Las materias primas utilizadas por los científicos se secaron al vacío y se prensaron. Posteriormente, se creó una mezcla (con agua y otros elementos como sal o azúcar añadidos) a presión en moldes a alta temperatura. Por tanto, los resultados obtenidos se evaluaron sobre la base de varios parámetros como resistencia y elasticidad, sino también apariencia, olor y sabor. Si, lo tienes bien. Los biomateriales de construcción creados por investigadores japoneses en el laboratorio son comestibles.
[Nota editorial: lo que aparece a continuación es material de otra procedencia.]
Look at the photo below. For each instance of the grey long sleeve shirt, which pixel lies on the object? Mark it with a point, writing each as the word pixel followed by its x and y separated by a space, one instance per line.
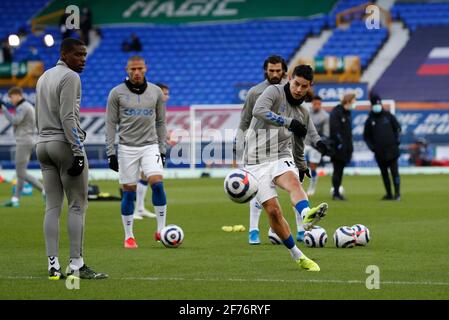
pixel 58 96
pixel 268 138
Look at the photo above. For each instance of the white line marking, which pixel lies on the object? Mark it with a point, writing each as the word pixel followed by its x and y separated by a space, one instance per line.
pixel 399 283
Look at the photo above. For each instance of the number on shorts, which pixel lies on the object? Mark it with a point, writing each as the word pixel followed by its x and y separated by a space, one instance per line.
pixel 289 163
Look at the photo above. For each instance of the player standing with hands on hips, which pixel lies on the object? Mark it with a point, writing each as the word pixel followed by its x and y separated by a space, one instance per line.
pixel 62 156
pixel 279 122
pixel 137 107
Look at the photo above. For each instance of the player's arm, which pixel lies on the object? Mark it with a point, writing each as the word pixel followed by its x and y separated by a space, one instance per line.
pixel 112 120
pixel 264 106
pixel 263 111
pixel 70 86
pixel 161 127
pixel 245 120
pixel 16 118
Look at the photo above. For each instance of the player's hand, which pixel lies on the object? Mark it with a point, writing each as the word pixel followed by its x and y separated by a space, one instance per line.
pixel 163 157
pixel 303 173
pixel 321 147
pixel 77 166
pixel 298 128
pixel 113 163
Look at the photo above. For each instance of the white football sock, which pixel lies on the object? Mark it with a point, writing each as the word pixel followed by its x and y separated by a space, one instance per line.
pixel 255 209
pixel 299 224
pixel 161 215
pixel 128 226
pixel 53 262
pixel 76 263
pixel 141 192
pixel 304 211
pixel 295 253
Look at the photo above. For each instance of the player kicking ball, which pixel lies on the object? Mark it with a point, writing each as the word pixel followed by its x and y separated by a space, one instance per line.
pixel 137 107
pixel 279 123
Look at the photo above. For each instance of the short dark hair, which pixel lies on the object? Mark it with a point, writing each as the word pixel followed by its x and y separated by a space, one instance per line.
pixel 69 43
pixel 162 86
pixel 275 59
pixel 303 71
pixel 136 58
pixel 15 90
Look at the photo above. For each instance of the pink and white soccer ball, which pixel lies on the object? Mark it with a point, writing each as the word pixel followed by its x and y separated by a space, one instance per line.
pixel 362 234
pixel 344 237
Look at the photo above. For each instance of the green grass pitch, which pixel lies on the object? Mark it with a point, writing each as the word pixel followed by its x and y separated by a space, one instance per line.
pixel 409 244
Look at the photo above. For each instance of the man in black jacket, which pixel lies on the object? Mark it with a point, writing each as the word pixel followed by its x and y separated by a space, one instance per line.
pixel 341 138
pixel 382 135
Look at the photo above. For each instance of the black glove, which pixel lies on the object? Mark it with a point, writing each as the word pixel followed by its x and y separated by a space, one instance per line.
pixel 303 173
pixel 77 166
pixel 321 147
pixel 113 163
pixel 298 128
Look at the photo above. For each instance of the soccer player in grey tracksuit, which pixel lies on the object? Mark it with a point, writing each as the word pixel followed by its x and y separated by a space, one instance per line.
pixel 62 156
pixel 24 123
pixel 275 69
pixel 279 124
pixel 137 107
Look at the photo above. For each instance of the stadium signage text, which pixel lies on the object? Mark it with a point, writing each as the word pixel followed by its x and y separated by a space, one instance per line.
pixel 188 8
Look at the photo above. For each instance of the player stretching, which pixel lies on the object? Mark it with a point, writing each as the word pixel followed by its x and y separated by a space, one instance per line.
pixel 23 121
pixel 62 157
pixel 137 107
pixel 142 186
pixel 320 119
pixel 275 69
pixel 279 121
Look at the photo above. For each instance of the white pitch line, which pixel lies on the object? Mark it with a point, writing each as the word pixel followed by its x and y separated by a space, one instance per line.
pixel 345 282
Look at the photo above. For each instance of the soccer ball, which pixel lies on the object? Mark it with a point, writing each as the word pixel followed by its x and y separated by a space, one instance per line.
pixel 315 238
pixel 361 234
pixel 172 236
pixel 240 186
pixel 344 237
pixel 274 238
pixel 340 189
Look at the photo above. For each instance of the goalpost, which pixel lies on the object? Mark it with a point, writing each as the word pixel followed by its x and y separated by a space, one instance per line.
pixel 217 125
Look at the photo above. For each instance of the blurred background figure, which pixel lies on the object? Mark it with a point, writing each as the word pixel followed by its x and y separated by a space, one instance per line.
pixel 134 44
pixel 341 137
pixel 382 136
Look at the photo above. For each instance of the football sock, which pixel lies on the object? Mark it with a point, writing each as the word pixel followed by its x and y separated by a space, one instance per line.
pixel 294 251
pixel 76 263
pixel 302 207
pixel 160 204
pixel 53 262
pixel 299 224
pixel 254 214
pixel 127 212
pixel 141 192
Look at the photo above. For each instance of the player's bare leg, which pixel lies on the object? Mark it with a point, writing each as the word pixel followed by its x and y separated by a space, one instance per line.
pixel 142 187
pixel 313 181
pixel 159 202
pixel 127 208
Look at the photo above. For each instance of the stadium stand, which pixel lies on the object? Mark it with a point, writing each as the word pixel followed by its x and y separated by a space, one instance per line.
pixel 16 14
pixel 416 15
pixel 355 41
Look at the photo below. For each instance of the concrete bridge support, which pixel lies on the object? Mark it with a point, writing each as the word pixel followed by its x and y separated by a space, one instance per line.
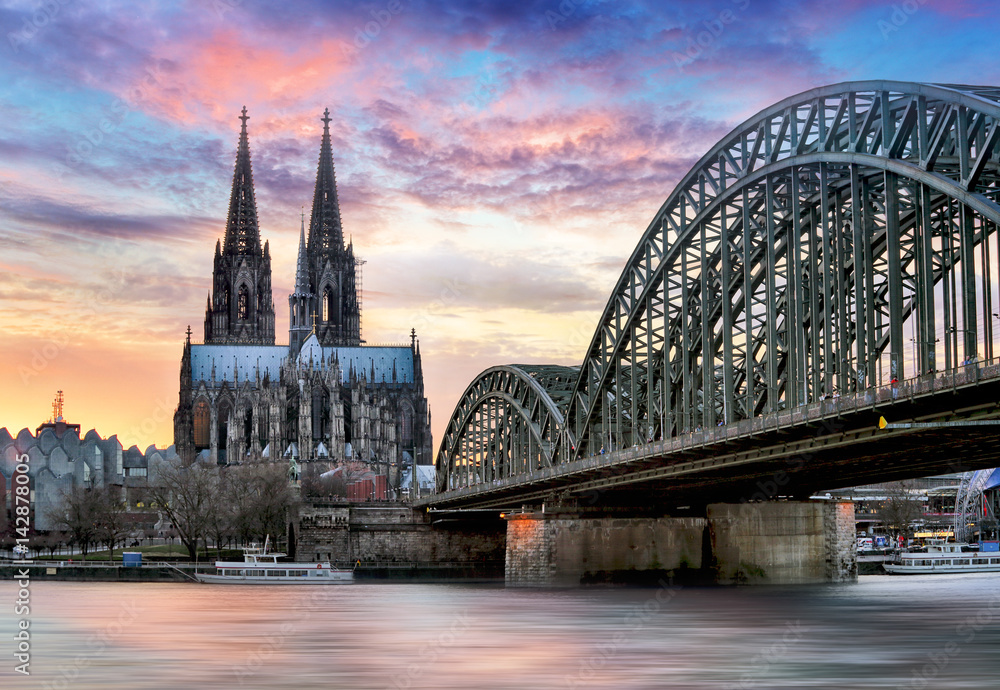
pixel 783 542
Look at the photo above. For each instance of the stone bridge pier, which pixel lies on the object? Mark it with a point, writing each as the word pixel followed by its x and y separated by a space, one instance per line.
pixel 779 542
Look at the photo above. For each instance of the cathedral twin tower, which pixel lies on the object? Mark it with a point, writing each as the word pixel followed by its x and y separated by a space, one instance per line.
pixel 240 309
pixel 324 397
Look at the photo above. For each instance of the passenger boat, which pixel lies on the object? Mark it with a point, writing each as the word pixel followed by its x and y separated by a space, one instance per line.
pixel 943 558
pixel 262 568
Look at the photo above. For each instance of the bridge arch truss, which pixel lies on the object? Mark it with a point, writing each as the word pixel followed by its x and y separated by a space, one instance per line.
pixel 841 239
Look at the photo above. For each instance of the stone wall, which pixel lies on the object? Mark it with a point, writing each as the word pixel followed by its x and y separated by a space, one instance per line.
pixel 783 542
pixel 394 533
pixel 775 543
pixel 545 550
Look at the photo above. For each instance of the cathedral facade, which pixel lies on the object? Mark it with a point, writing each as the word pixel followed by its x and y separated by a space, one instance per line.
pixel 326 396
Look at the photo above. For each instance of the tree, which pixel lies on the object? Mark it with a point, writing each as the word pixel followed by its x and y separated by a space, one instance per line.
pixel 77 514
pixel 900 507
pixel 186 495
pixel 111 520
pixel 260 497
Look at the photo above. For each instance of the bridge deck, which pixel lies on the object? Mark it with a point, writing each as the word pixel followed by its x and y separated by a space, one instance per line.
pixel 797 451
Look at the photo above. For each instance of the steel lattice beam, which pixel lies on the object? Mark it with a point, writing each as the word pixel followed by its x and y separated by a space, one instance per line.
pixel 837 240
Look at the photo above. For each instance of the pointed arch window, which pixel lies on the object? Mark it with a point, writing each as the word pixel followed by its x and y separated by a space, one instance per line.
pixel 406 425
pixel 243 303
pixel 202 425
pixel 328 305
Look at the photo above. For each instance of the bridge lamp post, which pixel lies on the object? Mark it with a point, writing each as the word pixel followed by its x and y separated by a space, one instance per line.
pixel 967 331
pixel 930 355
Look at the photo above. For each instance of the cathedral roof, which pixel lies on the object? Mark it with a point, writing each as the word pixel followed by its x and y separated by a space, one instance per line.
pixel 311 352
pixel 237 363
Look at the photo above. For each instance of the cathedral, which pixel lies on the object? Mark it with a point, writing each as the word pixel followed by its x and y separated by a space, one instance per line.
pixel 326 396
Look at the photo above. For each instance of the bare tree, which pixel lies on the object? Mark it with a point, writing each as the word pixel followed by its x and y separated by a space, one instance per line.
pixel 77 514
pixel 260 497
pixel 111 518
pixel 901 506
pixel 186 496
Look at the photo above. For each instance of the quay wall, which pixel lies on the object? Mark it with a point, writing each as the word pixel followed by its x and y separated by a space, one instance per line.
pixel 780 542
pixel 397 540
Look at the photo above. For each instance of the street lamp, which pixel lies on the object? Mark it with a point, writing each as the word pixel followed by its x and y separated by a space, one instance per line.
pixel 930 355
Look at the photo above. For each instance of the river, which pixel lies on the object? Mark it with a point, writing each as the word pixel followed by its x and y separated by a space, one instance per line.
pixel 883 632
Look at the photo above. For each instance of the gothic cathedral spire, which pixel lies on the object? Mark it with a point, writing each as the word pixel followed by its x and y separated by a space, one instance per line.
pixel 332 270
pixel 302 302
pixel 241 310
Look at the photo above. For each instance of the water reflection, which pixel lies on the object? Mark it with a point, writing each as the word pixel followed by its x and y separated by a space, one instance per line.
pixel 914 632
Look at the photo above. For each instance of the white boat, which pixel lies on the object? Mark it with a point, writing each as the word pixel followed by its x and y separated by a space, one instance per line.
pixel 262 568
pixel 943 558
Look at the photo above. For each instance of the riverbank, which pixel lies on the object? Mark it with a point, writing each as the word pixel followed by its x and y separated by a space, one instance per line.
pixel 183 572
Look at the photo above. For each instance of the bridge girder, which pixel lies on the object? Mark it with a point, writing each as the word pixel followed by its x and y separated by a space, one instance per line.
pixel 507 421
pixel 788 265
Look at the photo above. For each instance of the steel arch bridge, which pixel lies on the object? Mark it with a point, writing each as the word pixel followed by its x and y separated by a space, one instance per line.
pixel 839 240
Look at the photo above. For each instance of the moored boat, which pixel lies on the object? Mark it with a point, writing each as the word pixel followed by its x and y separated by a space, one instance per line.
pixel 943 558
pixel 262 568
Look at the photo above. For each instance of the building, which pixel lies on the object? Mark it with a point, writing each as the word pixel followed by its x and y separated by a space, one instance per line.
pixel 326 395
pixel 61 459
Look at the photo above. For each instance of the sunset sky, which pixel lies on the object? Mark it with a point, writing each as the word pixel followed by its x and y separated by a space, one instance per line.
pixel 497 163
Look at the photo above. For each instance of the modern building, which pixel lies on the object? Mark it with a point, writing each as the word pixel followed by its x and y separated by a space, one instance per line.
pixel 60 459
pixel 326 395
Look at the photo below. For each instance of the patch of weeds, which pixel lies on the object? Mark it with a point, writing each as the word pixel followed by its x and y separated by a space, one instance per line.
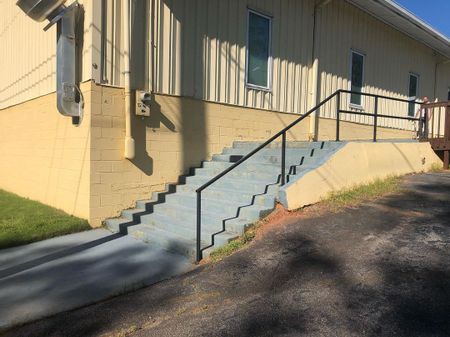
pixel 238 243
pixel 128 331
pixel 361 193
pixel 23 221
pixel 436 167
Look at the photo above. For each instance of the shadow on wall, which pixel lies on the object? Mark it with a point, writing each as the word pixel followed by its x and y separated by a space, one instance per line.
pixel 192 123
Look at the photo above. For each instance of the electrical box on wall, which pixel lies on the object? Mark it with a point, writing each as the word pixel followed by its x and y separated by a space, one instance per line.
pixel 143 102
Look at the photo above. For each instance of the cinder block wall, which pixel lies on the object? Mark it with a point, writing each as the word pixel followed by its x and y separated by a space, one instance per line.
pixel 180 133
pixel 82 171
pixel 44 157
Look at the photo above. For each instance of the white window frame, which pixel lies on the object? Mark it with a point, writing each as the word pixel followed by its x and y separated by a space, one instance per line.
pixel 269 59
pixel 417 76
pixel 350 104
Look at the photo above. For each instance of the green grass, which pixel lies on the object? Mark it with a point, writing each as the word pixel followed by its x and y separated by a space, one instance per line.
pixel 335 201
pixel 24 221
pixel 360 193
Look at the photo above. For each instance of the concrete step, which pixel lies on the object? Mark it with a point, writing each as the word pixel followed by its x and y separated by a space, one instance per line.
pixel 246 185
pixel 189 198
pixel 277 144
pixel 213 214
pixel 253 189
pixel 231 204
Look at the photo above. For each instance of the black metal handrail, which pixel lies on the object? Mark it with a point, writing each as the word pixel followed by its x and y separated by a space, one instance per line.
pixel 282 133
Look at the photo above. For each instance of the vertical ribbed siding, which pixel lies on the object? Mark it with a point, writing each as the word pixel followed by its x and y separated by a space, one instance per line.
pixel 389 58
pixel 28 55
pixel 200 51
pixel 217 56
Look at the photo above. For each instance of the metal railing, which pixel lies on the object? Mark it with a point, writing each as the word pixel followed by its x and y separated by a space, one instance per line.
pixel 282 134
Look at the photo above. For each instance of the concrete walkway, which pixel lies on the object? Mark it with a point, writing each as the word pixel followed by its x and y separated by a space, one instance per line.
pixel 64 273
pixel 379 269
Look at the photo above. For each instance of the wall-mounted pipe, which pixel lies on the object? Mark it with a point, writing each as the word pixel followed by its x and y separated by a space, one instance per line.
pixel 129 141
pixel 67 89
pixel 69 97
pixel 314 71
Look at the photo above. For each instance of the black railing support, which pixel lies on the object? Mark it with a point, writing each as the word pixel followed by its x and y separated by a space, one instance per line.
pixel 338 110
pixel 283 158
pixel 199 226
pixel 375 120
pixel 282 133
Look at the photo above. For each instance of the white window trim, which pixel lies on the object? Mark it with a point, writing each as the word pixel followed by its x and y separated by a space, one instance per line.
pixel 269 60
pixel 350 104
pixel 417 76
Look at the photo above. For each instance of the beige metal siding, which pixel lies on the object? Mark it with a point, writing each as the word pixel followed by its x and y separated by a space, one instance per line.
pixel 200 51
pixel 28 55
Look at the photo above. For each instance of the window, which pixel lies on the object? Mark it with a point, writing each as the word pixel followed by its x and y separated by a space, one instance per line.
pixel 357 77
pixel 258 50
pixel 412 93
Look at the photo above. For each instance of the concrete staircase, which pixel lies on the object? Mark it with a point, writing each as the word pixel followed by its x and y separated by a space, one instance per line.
pixel 231 204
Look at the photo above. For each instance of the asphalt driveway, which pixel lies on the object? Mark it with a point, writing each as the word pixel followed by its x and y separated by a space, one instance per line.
pixel 379 269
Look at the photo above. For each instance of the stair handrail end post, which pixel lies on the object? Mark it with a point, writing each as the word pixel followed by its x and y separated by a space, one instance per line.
pixel 338 110
pixel 199 227
pixel 283 158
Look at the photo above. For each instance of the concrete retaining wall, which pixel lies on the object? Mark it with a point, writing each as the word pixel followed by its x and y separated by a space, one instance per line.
pixel 358 163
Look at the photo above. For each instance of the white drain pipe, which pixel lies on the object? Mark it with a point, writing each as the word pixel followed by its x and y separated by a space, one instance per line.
pixel 129 141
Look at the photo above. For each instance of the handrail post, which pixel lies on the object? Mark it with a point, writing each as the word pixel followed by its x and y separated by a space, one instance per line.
pixel 338 108
pixel 199 226
pixel 283 158
pixel 375 120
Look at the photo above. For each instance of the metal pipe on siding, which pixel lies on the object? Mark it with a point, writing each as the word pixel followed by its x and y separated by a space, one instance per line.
pixel 129 141
pixel 314 77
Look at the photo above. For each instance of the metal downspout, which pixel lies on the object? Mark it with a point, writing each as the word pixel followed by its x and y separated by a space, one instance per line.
pixel 129 141
pixel 66 67
pixel 314 78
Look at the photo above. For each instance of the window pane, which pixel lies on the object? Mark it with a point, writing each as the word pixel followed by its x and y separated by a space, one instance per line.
pixel 357 77
pixel 258 50
pixel 412 93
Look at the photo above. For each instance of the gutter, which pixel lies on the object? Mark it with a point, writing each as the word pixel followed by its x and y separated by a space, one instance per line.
pixel 129 150
pixel 314 72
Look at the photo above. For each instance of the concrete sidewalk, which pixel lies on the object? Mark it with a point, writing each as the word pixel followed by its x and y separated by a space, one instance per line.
pixel 67 272
pixel 379 269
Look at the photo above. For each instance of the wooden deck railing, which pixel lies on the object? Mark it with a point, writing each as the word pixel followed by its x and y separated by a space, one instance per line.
pixel 439 129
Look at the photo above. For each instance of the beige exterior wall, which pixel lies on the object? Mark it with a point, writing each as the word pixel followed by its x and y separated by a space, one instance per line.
pixel 198 53
pixel 28 54
pixel 180 134
pixel 390 56
pixel 82 171
pixel 44 157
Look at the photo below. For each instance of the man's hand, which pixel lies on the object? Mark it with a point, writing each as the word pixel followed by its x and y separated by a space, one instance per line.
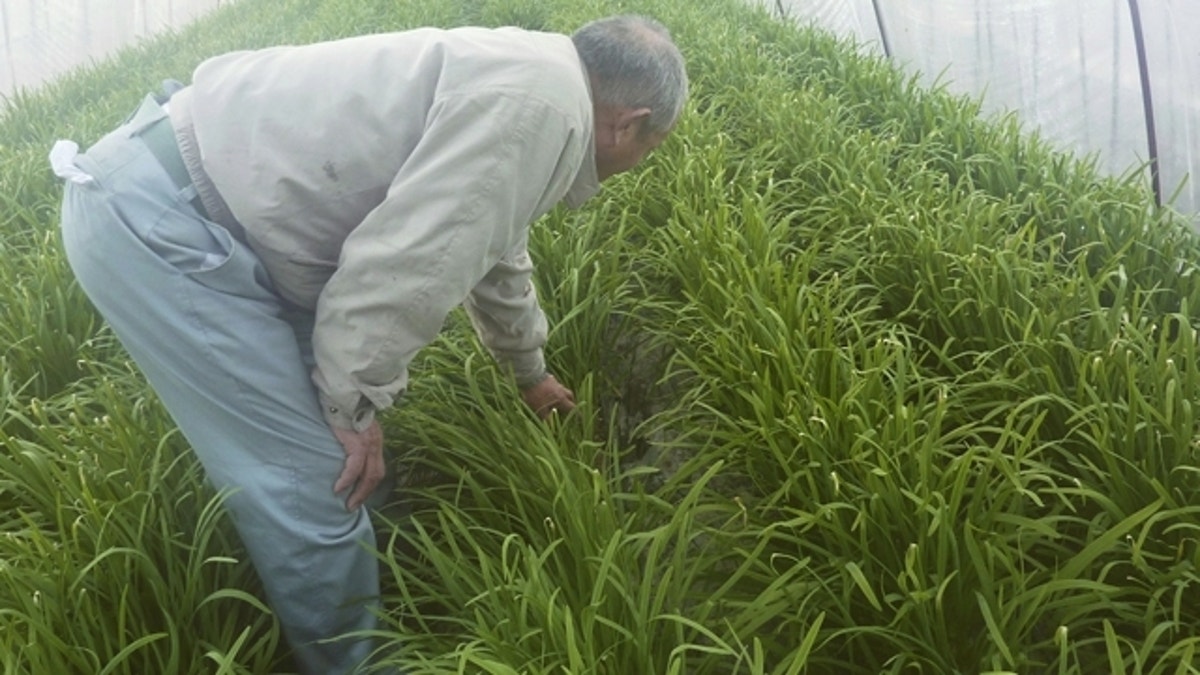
pixel 365 466
pixel 549 396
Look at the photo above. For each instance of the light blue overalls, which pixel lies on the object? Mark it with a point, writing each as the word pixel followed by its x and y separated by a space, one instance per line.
pixel 231 360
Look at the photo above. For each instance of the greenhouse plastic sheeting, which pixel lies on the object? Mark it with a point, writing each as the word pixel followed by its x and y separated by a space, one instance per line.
pixel 1074 70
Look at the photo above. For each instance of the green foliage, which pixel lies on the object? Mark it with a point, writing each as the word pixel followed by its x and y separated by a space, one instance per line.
pixel 868 384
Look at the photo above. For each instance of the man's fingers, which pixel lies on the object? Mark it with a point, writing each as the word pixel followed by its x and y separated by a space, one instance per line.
pixel 367 483
pixel 351 471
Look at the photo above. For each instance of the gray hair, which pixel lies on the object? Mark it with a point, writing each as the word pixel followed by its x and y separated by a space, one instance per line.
pixel 634 64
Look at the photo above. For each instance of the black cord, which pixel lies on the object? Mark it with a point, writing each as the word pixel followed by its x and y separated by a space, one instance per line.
pixel 1147 102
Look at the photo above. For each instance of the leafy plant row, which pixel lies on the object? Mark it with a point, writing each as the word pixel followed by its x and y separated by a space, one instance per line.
pixel 868 384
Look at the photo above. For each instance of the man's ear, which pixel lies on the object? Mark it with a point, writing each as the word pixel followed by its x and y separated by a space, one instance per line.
pixel 629 124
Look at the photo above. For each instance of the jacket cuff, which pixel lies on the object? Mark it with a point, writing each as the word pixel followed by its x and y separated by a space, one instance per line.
pixel 337 414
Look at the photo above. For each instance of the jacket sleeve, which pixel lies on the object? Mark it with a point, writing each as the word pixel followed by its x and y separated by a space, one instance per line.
pixel 504 310
pixel 485 168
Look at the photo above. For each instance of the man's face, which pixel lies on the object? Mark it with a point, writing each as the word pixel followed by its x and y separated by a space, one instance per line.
pixel 621 142
pixel 625 154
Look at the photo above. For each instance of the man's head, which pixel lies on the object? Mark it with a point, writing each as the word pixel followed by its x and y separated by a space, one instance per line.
pixel 639 87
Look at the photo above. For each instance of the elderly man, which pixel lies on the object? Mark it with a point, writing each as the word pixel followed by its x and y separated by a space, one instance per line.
pixel 276 243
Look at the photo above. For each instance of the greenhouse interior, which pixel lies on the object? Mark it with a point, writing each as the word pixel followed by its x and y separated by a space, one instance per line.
pixel 599 336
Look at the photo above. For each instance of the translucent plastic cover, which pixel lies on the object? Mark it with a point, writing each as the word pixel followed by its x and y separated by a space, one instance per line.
pixel 1119 79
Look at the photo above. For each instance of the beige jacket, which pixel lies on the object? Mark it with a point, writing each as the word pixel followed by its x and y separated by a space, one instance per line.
pixel 385 179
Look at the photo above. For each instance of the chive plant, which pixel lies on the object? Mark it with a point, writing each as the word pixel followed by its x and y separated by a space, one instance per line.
pixel 868 383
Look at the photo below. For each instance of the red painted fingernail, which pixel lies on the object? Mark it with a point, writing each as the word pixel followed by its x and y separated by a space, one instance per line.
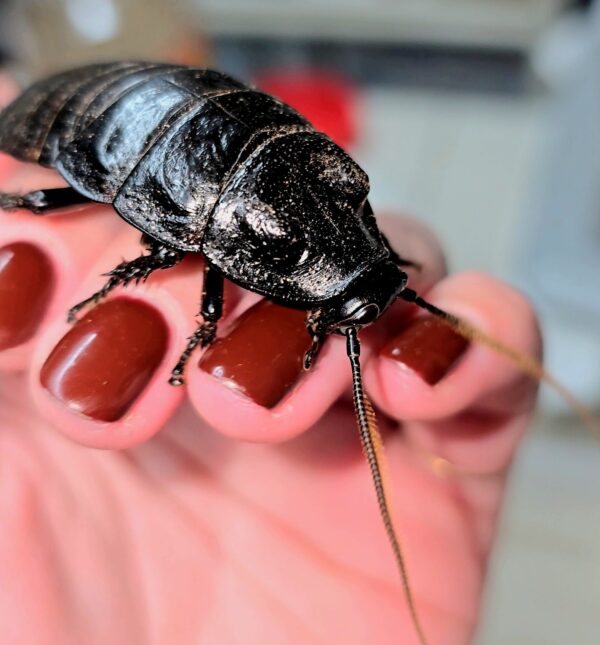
pixel 262 356
pixel 26 283
pixel 428 347
pixel 107 358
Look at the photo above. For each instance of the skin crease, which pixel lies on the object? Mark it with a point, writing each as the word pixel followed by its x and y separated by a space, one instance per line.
pixel 208 526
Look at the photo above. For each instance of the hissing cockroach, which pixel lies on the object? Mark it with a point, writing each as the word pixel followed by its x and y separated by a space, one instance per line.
pixel 200 163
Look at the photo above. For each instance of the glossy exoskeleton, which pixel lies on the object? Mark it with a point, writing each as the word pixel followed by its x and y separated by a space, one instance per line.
pixel 200 163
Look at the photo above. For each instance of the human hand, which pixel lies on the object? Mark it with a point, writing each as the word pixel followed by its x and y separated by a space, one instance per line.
pixel 244 514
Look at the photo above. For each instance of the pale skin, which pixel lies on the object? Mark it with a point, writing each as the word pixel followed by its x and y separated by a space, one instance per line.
pixel 209 519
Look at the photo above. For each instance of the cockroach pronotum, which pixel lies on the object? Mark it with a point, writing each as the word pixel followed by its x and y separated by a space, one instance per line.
pixel 201 163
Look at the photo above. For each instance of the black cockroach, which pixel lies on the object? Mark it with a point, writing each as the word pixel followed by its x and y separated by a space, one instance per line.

Este es un aspecto extraño de la investigación japonesa, pero el punto es otro. En el caos sobre la reutilización de hojas de col china, por ejemplo, se encontró material tres veces más fuerte que el hormigón. No se obtuvieron resultados satisfactorios con el residuo de calabaza solo. Además, ha sido comprobado por estudiosos, los ladrillos vegetales son resistentes al ataque de óxido, hongos, moho e insectos. No está mal para los «productos de desecho». Necesitamos acostumbrarnos a considerar cada vez más recursos y no cargarnos para deshacernos de ellos. Solo así podemos esperar avanzar hacia un modelo de la misma. economía circular eficaces, demostrando que tienen un mayor respeto por el medio ambiente.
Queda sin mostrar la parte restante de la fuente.